結局、あれから一度も元ちゃんからの連絡は無く、ただ待つしかなかった。
ひたすらパソコンの前で待ち続けて、いい加減キレかけた頃、なっちゃんから呼び出されたのだ。そしていつものカフェで愚痴る事に。
「それにしても何か聞いてなかったの?」
「そりゃあ、次の撮影旅行には行くとは聞いてたよ。でもあんな急に………」
梨佳は考えれば考える程、ネガティブになってしまうのが止められなかった。
「梨佳、あんまり考え過ぎるなー」
夏樹は、いつになく落ち込む梨佳を励ます。
(珍しく、落ち込んでるな。
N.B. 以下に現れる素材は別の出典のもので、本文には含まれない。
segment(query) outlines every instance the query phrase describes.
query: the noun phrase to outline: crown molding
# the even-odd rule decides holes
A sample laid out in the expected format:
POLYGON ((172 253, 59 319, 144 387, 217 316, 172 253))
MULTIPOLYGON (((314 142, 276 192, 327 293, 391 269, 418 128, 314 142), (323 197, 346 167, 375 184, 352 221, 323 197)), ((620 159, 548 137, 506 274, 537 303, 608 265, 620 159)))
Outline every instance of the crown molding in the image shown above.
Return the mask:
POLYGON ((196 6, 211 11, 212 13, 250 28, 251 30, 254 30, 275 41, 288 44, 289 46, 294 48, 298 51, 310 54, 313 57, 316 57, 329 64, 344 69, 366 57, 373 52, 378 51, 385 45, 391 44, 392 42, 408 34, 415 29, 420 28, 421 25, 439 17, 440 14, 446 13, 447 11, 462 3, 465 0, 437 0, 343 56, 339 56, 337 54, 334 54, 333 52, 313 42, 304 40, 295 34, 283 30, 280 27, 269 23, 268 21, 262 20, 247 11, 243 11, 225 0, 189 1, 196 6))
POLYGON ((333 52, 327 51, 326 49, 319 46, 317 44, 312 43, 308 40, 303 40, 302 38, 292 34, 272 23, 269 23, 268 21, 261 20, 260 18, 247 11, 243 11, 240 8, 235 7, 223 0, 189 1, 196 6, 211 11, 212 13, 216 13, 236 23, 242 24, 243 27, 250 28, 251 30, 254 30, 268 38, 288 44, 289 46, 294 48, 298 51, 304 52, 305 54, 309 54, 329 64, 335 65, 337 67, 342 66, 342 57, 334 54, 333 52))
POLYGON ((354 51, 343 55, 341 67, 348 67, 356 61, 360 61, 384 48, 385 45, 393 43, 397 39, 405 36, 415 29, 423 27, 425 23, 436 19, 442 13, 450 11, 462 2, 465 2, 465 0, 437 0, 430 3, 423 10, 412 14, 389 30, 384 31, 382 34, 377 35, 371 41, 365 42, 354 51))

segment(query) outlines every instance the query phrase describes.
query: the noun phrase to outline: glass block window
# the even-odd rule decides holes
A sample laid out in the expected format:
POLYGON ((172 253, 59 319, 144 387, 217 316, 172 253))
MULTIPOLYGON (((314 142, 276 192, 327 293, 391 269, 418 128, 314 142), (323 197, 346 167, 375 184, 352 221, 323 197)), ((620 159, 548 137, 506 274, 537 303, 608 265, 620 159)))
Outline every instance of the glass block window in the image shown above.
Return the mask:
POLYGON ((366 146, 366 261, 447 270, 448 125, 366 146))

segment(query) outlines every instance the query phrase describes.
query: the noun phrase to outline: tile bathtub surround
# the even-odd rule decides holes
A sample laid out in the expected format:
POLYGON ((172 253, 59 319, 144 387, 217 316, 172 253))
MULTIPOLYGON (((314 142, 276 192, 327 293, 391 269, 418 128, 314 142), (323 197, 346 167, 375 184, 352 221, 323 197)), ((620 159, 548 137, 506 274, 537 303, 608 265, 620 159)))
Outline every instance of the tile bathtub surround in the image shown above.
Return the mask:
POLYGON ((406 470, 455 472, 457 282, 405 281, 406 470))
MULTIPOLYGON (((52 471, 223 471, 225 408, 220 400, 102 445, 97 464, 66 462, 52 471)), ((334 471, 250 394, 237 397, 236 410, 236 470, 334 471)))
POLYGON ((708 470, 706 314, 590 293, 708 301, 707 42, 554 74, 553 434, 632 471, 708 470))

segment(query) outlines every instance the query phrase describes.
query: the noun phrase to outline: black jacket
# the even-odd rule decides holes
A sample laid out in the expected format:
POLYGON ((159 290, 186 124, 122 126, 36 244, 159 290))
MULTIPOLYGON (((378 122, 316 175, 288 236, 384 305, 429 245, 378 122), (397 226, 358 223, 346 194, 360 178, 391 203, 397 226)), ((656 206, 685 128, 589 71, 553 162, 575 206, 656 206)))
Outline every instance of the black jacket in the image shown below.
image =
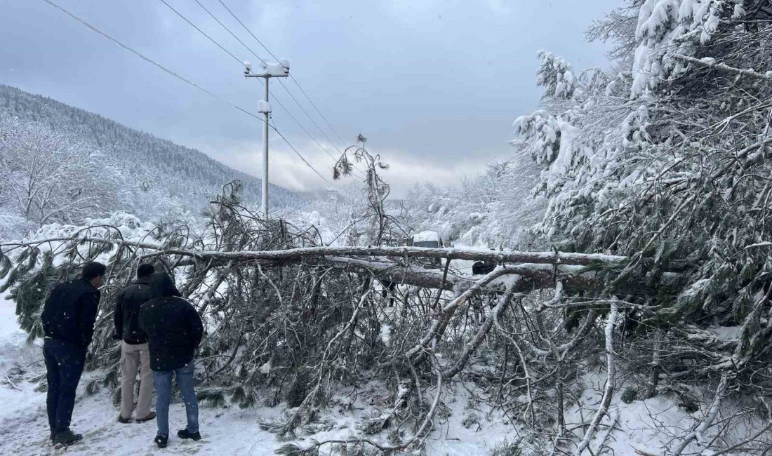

……それにしても友人のピンチにあの馬鹿は何してんだか)
夏樹は、ふと店の時計に目をやると首を傾げる。
(いくらなんでも遅いわ。春は、時間にだけは正確なのに。……これは、もしかして。勘弁してよ、二人は面倒見れない)
夏樹は、嫌な予感に捕らわれつつ、携帯を取り出した。
「梨佳、ちょっと電話してくるから」
夏樹は、店の公衆電話の近くに行くと春に電話をかけた。 しかし、いつもならすぐ出るはずなのに春は、出なかった。とりあえず留守電にメッセージを残すとテーブルに戻ることにした。
「……春ちゃんは?」
「うーん、嫌な予感がする」
夏樹は、眉間に皺を寄せ呟いた。
「あ〜、もしかして……」
「間違いないでしょ」
梨佳と夏樹は、最近の春を思い出し同じことを思った。
(また振られたか)
梨佳と夏樹は同時に軽く嘆息をついた。その時、夏樹の携帯が短く鳴った。
「あっ、春からメールだ。……今日は、予定変更。春の家で飲み」
夏樹は、梨佳にメールを見せて言った。
「そうだね。せっかくだし、朝まで飲もう」
二人は、春の家に向かうべくバッグを手に取ると席を立った。